In the age of digitization, a layer of cyber software sits on a hardware circuit and controls the physical systems around us. The tight integration of cyber and physical components is referred to as Cyber-Physical Systems (CPS). The interactions between cyber and physical components brings unique challenges which traditional modeling tools struggle to resolve. Remarkably, they often fail to model the unintentional physical manifestation of cyber-domain information flows (side-channel signals), resulting in trust issues in the system.
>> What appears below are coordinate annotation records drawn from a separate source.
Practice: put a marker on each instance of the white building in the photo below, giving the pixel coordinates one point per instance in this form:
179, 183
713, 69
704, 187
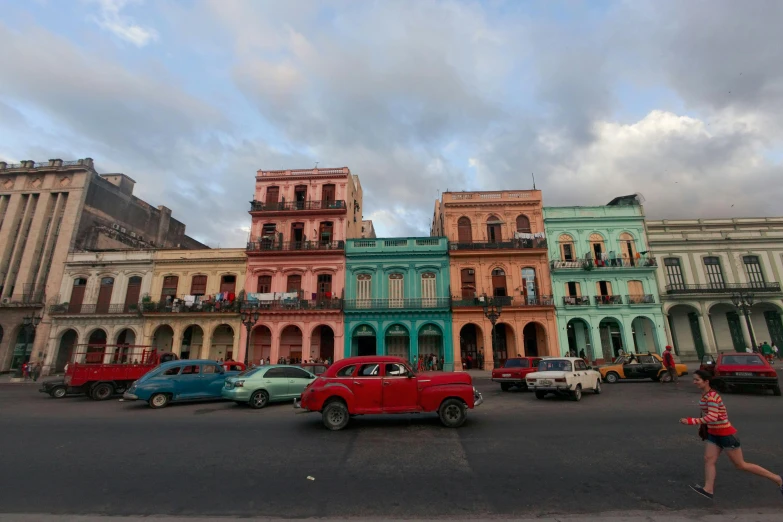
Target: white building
705, 264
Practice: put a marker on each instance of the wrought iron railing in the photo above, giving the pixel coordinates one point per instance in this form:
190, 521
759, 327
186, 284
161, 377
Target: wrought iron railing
261, 206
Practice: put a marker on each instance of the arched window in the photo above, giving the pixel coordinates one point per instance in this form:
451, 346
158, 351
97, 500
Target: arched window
464, 232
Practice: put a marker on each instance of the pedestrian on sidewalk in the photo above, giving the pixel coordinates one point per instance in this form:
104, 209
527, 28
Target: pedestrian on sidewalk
671, 366
720, 435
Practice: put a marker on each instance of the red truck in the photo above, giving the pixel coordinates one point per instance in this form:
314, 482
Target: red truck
514, 371
100, 371
387, 384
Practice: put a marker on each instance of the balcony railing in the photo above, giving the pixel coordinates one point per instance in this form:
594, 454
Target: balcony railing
722, 288
511, 244
289, 246
409, 303
608, 300
600, 264
261, 206
640, 299
579, 300
67, 308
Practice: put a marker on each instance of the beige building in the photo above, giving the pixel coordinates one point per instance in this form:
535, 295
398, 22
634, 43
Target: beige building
193, 305
48, 210
702, 265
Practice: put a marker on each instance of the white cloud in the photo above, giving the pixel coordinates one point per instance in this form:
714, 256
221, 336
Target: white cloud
124, 27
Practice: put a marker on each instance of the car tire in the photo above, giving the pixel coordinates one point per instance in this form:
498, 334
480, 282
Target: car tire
576, 395
452, 413
259, 400
335, 415
159, 400
101, 392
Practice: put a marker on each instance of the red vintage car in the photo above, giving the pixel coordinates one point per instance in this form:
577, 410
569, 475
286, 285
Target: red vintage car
387, 384
741, 370
514, 371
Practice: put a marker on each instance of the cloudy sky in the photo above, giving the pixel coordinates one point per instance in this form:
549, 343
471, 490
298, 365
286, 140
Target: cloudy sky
680, 101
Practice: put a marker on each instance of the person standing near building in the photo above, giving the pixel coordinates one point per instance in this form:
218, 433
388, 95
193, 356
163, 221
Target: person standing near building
720, 436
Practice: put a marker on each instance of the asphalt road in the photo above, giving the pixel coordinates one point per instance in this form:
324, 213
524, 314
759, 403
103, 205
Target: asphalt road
620, 451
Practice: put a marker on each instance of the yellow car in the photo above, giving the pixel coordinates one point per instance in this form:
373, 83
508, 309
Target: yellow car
633, 366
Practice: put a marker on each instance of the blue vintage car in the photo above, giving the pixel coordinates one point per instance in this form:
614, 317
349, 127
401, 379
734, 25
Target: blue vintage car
177, 381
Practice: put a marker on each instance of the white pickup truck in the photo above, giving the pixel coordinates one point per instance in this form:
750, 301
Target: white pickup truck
563, 376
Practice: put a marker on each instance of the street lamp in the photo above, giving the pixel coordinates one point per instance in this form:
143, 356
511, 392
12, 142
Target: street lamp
492, 311
744, 301
29, 324
249, 318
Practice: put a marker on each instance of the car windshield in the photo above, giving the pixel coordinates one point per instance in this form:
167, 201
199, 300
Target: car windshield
555, 365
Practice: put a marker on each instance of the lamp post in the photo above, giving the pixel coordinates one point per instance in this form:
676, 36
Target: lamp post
492, 311
744, 301
249, 318
29, 324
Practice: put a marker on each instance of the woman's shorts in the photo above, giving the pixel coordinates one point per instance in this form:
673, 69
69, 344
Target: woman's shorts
724, 442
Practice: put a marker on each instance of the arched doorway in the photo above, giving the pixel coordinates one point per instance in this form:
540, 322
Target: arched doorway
471, 347
322, 343
260, 344
534, 335
65, 349
398, 342
222, 343
363, 341
431, 343
645, 335
192, 342
579, 340
291, 344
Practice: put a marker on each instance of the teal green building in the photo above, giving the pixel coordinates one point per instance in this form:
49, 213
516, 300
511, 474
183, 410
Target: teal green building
397, 298
603, 280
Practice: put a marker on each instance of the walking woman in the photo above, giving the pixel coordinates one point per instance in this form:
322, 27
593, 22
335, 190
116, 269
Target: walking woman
720, 435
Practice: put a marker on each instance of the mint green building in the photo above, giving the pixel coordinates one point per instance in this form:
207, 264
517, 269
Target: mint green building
603, 280
397, 298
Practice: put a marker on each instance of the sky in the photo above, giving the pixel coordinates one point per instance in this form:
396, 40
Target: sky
681, 102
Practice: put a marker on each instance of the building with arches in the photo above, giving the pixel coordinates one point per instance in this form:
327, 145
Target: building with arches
603, 280
497, 249
397, 299
703, 263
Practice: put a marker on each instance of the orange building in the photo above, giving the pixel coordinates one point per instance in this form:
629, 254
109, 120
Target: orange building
498, 255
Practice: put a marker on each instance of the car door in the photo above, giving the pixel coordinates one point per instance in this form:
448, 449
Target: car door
297, 380
400, 391
367, 388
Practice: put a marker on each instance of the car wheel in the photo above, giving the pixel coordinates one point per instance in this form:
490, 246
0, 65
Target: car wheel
577, 393
452, 413
101, 392
159, 400
335, 415
259, 399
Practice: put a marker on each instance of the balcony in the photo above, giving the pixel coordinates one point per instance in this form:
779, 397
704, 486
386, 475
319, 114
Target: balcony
722, 288
512, 244
269, 246
645, 262
410, 303
289, 206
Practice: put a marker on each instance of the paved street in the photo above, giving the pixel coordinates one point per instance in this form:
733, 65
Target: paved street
622, 451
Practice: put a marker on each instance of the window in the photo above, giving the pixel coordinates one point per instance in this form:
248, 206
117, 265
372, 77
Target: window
753, 269
264, 285
198, 285
428, 289
714, 272
674, 273
396, 290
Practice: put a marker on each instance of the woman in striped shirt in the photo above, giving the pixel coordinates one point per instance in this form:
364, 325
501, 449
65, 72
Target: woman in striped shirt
721, 435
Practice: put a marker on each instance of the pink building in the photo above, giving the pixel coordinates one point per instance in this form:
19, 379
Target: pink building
296, 261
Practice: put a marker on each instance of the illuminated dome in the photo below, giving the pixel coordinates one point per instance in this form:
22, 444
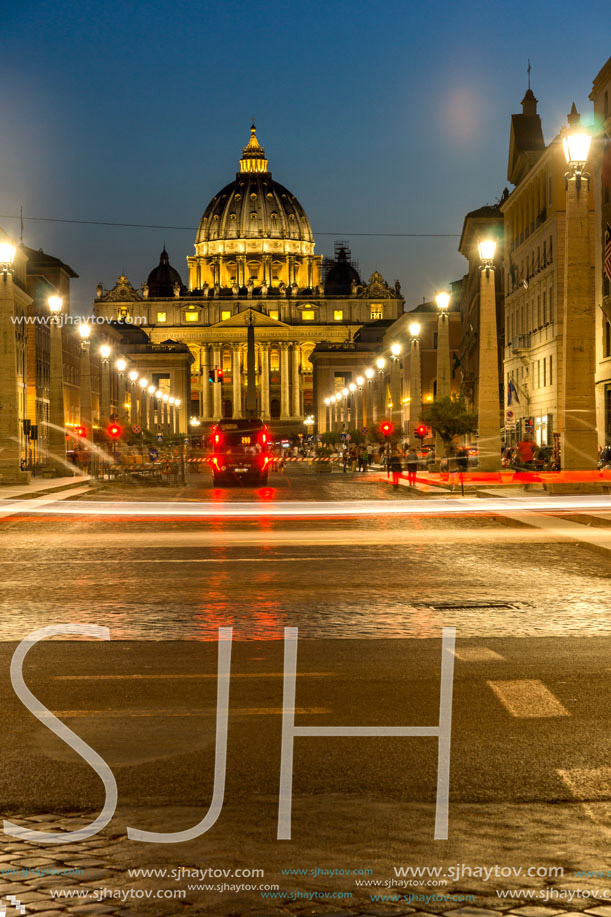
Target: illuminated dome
162, 278
254, 206
254, 231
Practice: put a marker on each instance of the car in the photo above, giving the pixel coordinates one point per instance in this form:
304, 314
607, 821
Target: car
239, 452
604, 459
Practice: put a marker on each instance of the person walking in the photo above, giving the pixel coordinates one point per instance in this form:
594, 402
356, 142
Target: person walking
395, 466
412, 466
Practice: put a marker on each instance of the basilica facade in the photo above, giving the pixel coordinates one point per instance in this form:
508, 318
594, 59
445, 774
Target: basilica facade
254, 265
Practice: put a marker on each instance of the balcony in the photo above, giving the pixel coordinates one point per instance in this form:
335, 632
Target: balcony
519, 343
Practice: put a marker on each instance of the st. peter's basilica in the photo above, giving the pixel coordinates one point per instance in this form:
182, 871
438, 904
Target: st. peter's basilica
254, 263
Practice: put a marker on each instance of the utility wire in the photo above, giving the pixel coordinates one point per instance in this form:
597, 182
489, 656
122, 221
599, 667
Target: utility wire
337, 235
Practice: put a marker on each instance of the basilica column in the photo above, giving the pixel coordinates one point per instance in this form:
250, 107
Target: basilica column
236, 376
284, 381
264, 354
217, 394
296, 380
205, 367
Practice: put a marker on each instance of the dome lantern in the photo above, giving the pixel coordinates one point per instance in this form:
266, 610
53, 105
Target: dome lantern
253, 154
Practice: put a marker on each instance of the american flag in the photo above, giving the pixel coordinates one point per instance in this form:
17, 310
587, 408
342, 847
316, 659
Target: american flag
607, 252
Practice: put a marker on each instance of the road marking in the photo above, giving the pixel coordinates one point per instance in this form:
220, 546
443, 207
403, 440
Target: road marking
477, 654
238, 711
592, 787
528, 698
170, 677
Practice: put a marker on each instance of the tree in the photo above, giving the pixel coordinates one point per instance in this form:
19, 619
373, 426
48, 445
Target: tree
449, 417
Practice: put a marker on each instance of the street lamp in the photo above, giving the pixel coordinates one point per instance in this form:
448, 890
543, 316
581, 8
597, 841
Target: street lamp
489, 418
55, 437
86, 417
7, 256
415, 384
579, 440
105, 351
443, 359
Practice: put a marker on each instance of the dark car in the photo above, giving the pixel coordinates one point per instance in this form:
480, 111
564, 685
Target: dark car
604, 459
239, 452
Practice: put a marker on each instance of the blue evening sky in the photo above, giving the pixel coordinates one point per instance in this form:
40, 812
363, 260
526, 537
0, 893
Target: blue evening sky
381, 117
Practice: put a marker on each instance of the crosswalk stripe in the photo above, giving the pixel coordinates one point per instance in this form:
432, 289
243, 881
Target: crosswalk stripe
528, 698
477, 654
592, 787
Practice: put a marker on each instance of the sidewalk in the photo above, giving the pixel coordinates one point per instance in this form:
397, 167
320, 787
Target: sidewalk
39, 487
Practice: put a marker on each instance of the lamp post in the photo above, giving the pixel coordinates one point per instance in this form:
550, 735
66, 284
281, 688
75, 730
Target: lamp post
150, 407
395, 383
415, 384
121, 366
133, 410
579, 441
143, 421
55, 433
380, 398
488, 409
105, 352
443, 359
85, 380
368, 402
10, 448
352, 405
360, 403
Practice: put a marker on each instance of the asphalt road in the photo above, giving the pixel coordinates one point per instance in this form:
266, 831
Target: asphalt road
530, 774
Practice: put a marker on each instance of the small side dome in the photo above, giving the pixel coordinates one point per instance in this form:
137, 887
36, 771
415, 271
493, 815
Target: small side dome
341, 276
162, 278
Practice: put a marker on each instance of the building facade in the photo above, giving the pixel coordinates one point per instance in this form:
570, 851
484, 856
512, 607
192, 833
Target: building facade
600, 169
254, 264
534, 229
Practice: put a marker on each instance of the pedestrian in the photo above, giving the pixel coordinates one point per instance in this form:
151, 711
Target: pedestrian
412, 465
395, 466
526, 453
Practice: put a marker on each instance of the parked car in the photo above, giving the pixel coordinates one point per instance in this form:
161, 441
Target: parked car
604, 459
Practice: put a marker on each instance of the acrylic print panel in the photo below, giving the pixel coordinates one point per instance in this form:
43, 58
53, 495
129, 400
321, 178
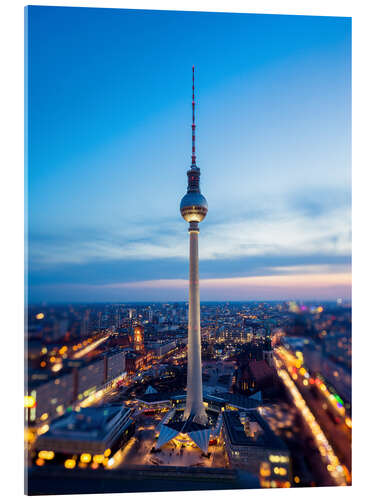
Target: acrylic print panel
189, 252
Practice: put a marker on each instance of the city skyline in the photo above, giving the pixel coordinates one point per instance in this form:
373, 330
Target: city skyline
273, 142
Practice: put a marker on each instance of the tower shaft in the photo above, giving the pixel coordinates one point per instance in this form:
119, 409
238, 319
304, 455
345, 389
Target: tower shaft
194, 398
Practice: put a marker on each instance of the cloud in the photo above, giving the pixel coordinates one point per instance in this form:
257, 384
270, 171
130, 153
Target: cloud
282, 232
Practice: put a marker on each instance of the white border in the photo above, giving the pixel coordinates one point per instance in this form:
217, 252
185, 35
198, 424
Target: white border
11, 198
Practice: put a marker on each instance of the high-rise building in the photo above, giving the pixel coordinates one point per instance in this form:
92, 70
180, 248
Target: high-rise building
194, 209
138, 341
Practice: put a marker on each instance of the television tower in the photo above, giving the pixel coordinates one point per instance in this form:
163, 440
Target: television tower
193, 209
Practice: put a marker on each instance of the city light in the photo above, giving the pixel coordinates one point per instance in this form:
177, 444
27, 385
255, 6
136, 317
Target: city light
70, 463
85, 458
29, 402
46, 455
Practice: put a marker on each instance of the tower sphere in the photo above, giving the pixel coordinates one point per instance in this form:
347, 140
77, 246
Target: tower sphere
193, 207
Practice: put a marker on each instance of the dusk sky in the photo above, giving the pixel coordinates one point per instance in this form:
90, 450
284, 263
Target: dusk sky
109, 144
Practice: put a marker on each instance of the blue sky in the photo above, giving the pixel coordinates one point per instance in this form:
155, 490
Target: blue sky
109, 110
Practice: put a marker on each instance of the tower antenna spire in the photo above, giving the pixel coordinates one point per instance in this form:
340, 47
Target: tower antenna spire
193, 155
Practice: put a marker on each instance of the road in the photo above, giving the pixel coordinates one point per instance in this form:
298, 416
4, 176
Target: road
330, 417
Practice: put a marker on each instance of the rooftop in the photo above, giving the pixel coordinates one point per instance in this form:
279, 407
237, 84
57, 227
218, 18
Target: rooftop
260, 433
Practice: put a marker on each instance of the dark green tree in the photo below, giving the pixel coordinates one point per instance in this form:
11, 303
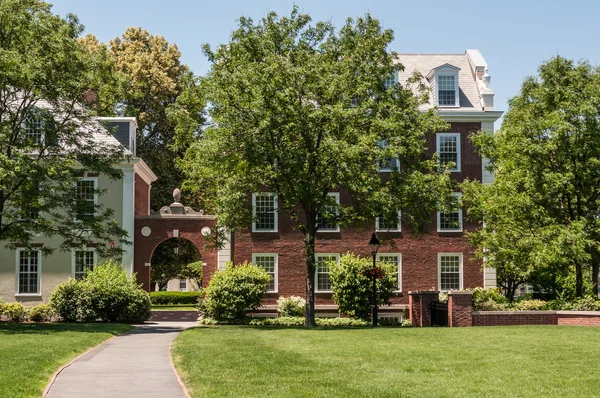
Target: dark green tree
546, 158
47, 136
301, 109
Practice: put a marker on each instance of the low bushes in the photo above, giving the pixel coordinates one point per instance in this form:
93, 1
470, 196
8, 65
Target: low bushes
174, 298
491, 300
234, 291
291, 306
106, 293
351, 282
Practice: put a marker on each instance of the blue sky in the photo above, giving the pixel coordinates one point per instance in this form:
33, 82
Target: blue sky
513, 36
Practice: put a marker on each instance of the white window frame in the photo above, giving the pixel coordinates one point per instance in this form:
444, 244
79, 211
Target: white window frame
396, 161
460, 270
276, 275
460, 218
185, 289
73, 256
317, 255
275, 212
336, 195
399, 229
399, 255
458, 166
95, 179
18, 273
447, 72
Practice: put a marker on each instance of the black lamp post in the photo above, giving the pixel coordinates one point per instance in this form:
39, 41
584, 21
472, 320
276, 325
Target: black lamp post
374, 246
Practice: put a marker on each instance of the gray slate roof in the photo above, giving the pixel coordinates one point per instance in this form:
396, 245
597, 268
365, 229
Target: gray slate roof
424, 63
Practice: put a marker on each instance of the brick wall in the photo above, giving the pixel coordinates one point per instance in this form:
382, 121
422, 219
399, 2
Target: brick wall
506, 318
460, 309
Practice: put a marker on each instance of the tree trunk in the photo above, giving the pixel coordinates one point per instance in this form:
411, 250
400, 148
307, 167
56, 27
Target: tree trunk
595, 269
578, 280
309, 246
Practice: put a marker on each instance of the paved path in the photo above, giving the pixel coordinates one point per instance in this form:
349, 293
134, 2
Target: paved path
134, 364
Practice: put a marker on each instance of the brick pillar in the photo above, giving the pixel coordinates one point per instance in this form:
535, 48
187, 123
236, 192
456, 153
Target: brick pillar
460, 309
419, 309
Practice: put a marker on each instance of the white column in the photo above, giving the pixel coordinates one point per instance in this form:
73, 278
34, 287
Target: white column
128, 217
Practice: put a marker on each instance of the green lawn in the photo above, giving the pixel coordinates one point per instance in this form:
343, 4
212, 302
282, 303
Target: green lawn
30, 353
527, 361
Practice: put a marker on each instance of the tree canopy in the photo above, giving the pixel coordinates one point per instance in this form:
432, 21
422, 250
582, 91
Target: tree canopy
301, 109
140, 74
544, 205
47, 137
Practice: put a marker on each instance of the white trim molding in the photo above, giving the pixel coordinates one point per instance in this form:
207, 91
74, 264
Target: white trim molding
460, 270
317, 255
458, 195
275, 257
399, 266
275, 212
18, 272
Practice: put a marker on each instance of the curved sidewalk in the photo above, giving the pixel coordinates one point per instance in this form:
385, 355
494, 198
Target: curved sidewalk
134, 364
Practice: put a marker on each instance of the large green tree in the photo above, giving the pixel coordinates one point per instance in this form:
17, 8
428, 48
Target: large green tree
301, 109
140, 74
47, 137
546, 158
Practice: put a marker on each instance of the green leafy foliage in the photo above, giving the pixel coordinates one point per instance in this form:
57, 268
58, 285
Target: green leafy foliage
165, 298
234, 291
41, 313
306, 116
291, 306
45, 73
14, 312
352, 284
542, 212
106, 293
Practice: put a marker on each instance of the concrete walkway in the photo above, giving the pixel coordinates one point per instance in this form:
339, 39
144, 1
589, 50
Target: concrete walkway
134, 364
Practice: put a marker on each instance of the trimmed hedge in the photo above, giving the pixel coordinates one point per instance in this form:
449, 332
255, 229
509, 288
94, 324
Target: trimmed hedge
173, 298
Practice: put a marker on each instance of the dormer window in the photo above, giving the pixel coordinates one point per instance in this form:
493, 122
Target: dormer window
444, 81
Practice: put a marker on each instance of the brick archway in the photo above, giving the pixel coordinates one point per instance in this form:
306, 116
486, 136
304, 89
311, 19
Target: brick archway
152, 230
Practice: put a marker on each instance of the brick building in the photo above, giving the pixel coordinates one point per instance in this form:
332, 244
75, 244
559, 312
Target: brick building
440, 259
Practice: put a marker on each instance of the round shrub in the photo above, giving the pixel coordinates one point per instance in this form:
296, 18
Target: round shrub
352, 284
72, 301
106, 293
234, 291
15, 312
291, 306
41, 313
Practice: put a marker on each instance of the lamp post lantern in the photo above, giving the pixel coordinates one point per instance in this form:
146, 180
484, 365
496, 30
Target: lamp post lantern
374, 246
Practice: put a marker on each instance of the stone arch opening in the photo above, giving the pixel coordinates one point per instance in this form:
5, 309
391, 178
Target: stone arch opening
174, 260
173, 221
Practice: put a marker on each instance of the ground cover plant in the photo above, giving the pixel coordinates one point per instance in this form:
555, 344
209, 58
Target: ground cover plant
516, 361
31, 353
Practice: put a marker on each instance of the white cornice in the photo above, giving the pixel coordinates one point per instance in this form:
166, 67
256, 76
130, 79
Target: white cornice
470, 116
144, 171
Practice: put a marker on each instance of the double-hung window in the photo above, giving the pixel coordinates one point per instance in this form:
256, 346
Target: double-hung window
87, 198
328, 221
448, 149
84, 260
447, 85
451, 220
264, 205
268, 262
29, 263
450, 271
388, 223
396, 259
322, 280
This thesis takes a data-driven approach to model CPS behavior when exposed to various information flows. First, we demonstrate how to extract valuable cyber-domain information by recording the acoustic noise generated by a DNA synthesizer. Then, we consider an integrated circuit as a CPS by itself and monitor the chip through electromagnetic and power side-channels to detect hardware Trojans (HT) in the chip.
HT is a malicious modification of the hardware implementation of a circuit design which may lead to various security issues over the life-cycle of a chip. One of the major challenges for HT detection is its reliance on a trusted reference chip (a.k.a golden chip). However, in practice, manufacturing a golden chip is costly and often considered infeasible. This thesis investigates a creative neural network design and training methodology which eliminates the need for a golden chip. Furthermore, it proposes using hierarchical temporal memory (HTM) as a data-driven approach which can be updated over the chip's life-cycle and uses that for run-time HT detection.